Since the dataset we used was unbalanced, we used the F-score and the area under the ROC curve (AUC) to measure the classification performance, and correlation coefficient (CC) to measure the accuracy of conversion time prediction. All the results reported are the averages of 10 repetitions of 10-fold cross validation. The results shown in Fig. 2 indicate that swLRMC (blue bars) performs consistently better than baseline LRMC (orange bar), for all the performance metrics and modality combinations. It is worth noting that swLRMC and fs-swLRMC seem to be performing almost equally well, but fs-swLRMC is faster in computation, due to its smaller matrix size during imputation. It is also interesting to see that swLRMC performs better than fs-LRMC in terms of F-score and CC values, indicating that penalizing less discriminative features is better than removing them. Another encouraging observation is that swLRMC is less sensitive to “noisy” features in the multi-modal data. This can be seen in MRI+PET combination, where performance of LRMC drops, compared to the case where only MRI is used, whereas the performance of swLRMC improves. A similar pattern can be observed for MRI+PET+Cli, where LRMC performs poorer than MRI+Cli case, whereas swLRMC maintains its performance.

Fig. 2.
figure 2

Comparisons between the baseline LRMC and the proposed swLRMC methods using multi-modal data. The first two plots: pMCI/sMCI classification results (first target), the last plot: conversion time prediction results (second target). Error bars: standard deviations, *: statistically significant.

We also show in Table 2 a comparison of swLRMC with two methods that works with incomplete dataset: (1) incomplete data multi-task learning [12], and (2) Ingalhalikar’s ensemble method [5]. We selected the best hyper-parameters for these methods using 5-fold cross validation. We used logistic loss and mean-square loss function for classification and regression, respectively, for [12]. The highest score for each category is highlighted in bold. The results show that swLRMC outperforms both methods in F-score and CC for all the combinations of modalities. In terms of AUC, swLRMC gives comparable performance.

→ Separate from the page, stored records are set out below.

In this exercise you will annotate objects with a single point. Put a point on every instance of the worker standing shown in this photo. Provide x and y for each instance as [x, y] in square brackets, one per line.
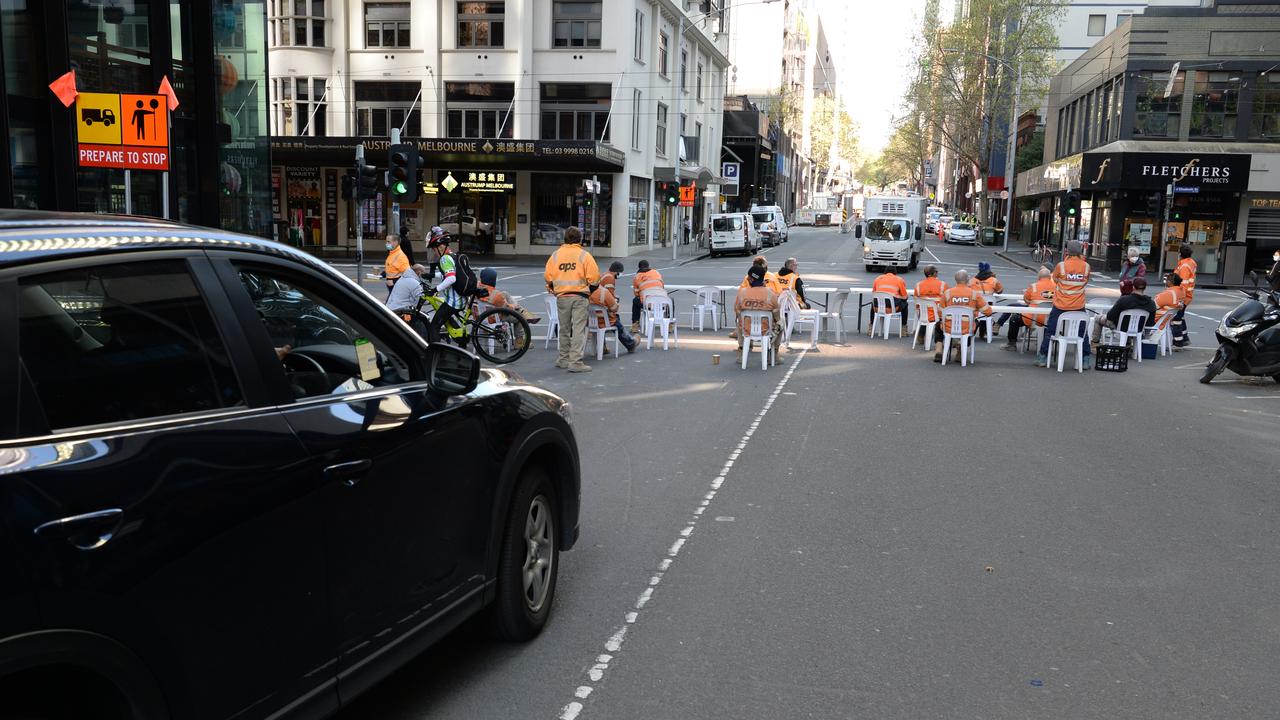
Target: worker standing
[570, 274]
[1070, 278]
[1185, 269]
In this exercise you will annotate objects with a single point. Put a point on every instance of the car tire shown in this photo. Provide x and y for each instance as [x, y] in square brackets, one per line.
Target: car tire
[530, 550]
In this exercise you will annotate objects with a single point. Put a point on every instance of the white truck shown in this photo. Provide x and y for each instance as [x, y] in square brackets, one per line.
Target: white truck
[891, 231]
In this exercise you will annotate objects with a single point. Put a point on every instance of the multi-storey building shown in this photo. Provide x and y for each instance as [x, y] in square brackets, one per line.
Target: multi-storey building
[1174, 94]
[512, 104]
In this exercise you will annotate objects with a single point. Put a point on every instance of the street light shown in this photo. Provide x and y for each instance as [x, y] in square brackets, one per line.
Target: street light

To test the significance of the results, we perform paired t-test between the best result and the other results in each category. The outcomes of the paired t-test are included in Fig. 2 and Table 2, where statistically significantly difference results in comparison with the best method, at 95 % confidence level, are marked with asterisks. The results show that the improvement of the proposed method is statistically significant in terms of F-score and CC values, in all the combinations of multi-modal data.

Table 2. Comparison with [12] and [5]. Bold: Best results, *: Statistically significant.

5 Conclusion

We have demonstrated that the proposed method, swLRMC, which explicitly considers feature importance and modality reliability using stability weighting procedure, outperforms conventional LRMC, fs-LRMC, and two state-of-the-art methods that were designed for incomplete multi-modal data. Experimental results show that our proposed method is effective when dealing with incomplete multi-modal data, where not all the feature values are equally important.